XeLaTeX: Unicode font fallback for unsupported characters

Note: This post is 7 years old. Some information may no longer be correct or even relevant. Please, keep this in mind while reading.

Traditionally I only used to use LaTeX to typeset documents, and it works perfectly when you have a single language script (e.g. only English or German). But as soon as you want to typeset Unicode text in multiple languages, you’re quickly out of luck. LaTeX is just not made for Unicode, and you need a lot of helper packages, documentation reading, and complicated configuration in your document to get it all right.

All I wanted was to typeset the following Unicode text. It contains regular latin characters, chinese characters, modern greek and polytonic (ancient) greek.

Latin text. Chinese text: 紫薇北斗星  Modern greek: Διαμ πριμα εσθ ατ, κυο πχιλωσοπηια Ancient greek: Μῆνιν ἄειδε, θεά, Πηληϊάδεω Ἀχιλῆος. And regular latin text.
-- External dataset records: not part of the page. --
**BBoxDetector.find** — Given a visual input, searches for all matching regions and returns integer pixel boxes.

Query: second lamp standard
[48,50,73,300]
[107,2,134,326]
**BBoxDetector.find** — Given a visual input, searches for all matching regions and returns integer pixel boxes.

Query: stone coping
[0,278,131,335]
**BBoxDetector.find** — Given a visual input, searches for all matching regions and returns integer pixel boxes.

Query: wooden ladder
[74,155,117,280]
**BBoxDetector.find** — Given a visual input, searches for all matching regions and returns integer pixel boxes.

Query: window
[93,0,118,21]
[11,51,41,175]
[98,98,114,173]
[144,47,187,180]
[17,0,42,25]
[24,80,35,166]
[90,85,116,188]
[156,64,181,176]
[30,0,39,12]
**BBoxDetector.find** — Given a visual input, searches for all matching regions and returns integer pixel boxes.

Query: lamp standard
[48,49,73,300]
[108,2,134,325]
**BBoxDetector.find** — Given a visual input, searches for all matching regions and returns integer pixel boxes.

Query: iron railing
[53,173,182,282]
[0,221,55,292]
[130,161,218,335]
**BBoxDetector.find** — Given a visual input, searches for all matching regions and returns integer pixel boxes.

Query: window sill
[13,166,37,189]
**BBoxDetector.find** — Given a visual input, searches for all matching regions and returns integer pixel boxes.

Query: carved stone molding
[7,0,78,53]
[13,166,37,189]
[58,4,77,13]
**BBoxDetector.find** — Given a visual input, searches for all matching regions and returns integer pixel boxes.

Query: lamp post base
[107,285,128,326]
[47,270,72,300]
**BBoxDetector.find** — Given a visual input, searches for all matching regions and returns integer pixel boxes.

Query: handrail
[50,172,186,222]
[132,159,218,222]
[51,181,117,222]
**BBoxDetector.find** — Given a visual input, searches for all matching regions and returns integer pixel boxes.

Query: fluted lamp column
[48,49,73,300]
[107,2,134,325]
I thought it was a simple task. I thought: let’s just use XeLaTeX, which has out-of-the-box Unicode support. In the end, it was a simple task, but only after struggling to solve a particular problem. To show you the problem, I ran the following straightforward code through XeLaTeX…

\documentclass[]{book}

\usepackage{fontspec}

\begin{document}
Latin text. Chinese text: 紫薇北斗星 Modern greek: Διαμ πριμα εσθ ατ, κυο πχιλωσοπηια
Ancient greek: Μῆνιν ἄειδε, θεά, Πηληϊάδεω Ἀχιλῆος. And regular latin text.
\end{document}

… and the following PDF was produced:

XeLaTeX rendering Computer Modern font with unsupported unicode characters
XeLaTeX rendering Computer Modern font with unsupported unicode characters

It turns out that the missing unicode characters are not XeLaTeX’s fault. The problem is that the used font (XeLaTeX by default uses a slightly more encompassing Computer Modern font) has not all unicode characters implemented. To implement all unicode characters in a single font (about 1.1 million characters) is a monumental task, and there are only a small handful of fonts whose maintainers aim to have full support of all characters (one of them is GNU FreeFont, which is already part of the Debian distribution, and therefore available to XeLaTeX).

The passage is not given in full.